Finding and retrieving metadata¶
This section describes how to retrieve metadata from the open metadata ecosystem. The metadata is stored in all the open metadata repositories connected to the server you are calling via one or more Open Metadata Repository Cohorts.
Mechanisms to retrieve metadata¶
Search methods can be thought of as having 2 phases:
- Retrieve a set of candidate elements from the repositories.
- Apply additional filtering to further limit the values returned to the caller.
Egeria's native metadata repositories have 2 mechanisms to retrieve metadata illustrated in the diagram below. There is a graph store and an index store.
An Egeria native repository has a graph store and an index store.
The graph store supports requests to retrieve metadata that involves navigating from a starting point to related instances. For example, a request to retrieve all the glossary terms for a glossary involves locating the glossary entity and navigating via the TermAnchor relationship to the glossary terms.
The index store contains lists of values with links to the instance they came from. It is used to locate instances that have particular values. For example, a request to retrieve all glossary terms with a particular name would use the index store. The terms returned could come from any glossary.
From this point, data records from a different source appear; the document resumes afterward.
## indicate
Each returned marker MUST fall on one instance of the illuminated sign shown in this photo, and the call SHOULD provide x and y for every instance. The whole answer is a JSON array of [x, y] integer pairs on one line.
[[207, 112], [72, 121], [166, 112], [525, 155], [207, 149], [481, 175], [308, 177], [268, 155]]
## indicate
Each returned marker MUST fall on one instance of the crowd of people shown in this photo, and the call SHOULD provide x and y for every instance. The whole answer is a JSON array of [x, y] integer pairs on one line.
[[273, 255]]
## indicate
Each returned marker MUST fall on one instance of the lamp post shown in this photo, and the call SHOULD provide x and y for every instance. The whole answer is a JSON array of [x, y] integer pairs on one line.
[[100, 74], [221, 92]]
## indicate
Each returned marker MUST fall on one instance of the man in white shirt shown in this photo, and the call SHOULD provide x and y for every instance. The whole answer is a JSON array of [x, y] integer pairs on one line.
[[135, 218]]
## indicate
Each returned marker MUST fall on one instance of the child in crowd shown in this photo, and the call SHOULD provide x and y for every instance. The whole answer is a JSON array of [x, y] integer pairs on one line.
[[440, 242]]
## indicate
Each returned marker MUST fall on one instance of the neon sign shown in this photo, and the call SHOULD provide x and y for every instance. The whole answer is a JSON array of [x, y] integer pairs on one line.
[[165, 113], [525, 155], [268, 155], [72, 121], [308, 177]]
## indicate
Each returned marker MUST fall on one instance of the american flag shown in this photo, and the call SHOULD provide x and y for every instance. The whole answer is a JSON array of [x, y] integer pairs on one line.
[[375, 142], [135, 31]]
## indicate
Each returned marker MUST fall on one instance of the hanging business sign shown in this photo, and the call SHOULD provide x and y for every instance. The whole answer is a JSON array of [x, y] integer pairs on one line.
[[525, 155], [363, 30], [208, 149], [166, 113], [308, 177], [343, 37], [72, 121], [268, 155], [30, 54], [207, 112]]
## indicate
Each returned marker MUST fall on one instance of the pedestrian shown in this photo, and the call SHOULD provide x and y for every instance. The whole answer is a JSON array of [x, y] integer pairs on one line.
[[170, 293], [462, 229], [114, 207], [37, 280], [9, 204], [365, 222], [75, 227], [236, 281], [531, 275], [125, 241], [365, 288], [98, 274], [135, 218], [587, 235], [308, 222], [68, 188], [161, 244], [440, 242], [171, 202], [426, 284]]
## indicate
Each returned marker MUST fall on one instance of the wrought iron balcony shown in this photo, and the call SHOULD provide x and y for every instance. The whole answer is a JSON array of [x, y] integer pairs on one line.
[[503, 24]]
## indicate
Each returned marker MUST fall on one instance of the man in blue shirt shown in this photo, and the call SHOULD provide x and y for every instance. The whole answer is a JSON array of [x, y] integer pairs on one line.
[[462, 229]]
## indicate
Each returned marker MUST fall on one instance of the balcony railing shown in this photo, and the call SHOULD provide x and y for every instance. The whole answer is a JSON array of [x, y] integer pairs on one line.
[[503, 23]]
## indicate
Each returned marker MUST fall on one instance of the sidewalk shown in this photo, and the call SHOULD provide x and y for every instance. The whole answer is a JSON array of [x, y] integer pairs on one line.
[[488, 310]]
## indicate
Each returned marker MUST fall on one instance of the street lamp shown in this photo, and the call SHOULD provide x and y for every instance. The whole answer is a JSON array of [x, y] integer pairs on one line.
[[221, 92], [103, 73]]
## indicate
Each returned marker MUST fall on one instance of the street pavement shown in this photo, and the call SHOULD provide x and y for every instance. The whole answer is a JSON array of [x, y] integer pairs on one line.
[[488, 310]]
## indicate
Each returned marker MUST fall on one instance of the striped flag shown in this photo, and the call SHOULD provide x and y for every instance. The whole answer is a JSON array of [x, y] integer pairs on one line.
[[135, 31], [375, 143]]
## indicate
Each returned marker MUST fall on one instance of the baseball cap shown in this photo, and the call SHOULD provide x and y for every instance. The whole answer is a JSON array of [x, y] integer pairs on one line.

Within the index store, there will be many indexes created by Egeria to speed up metadata searches. For example, the JanusGraph Repository Connector builds an index for each primitive property in the type system as well as the standard header properties - such as guid, createTime , ... JanusGraph then maps this call down onto whatever search technology is configured.
Filtering takes the list of instances returned by the repositories and removes the instances that do not match the filtering criteria.
The more work that can be pushed to the repositories, the faster the retrieval is probably going to be. However, filtering can not always be avoided when the request combines both navigation and matching on values.
For example, consider a search request that asks for all glossary terms of a certain name, but only from a particular glossary. This request is both a value search and a navigational search.
The choice of whether the navigational search or the value search is pushed down to the repositories, leaving the other to be managed with filtering is down to performance. It is expensive to retrieve elements from the repositories. We therefore want the repository search to return the minimum number of results, leaving the filtering to discard a small number of instances.
For example, in the case of locating particularly named glossary terms within a specific glossary, we could either:
- Retrieve all the glossary terms for the glossary from the repositories using a navigational query and then inspect each one returned to filter out the ones with the wrong name.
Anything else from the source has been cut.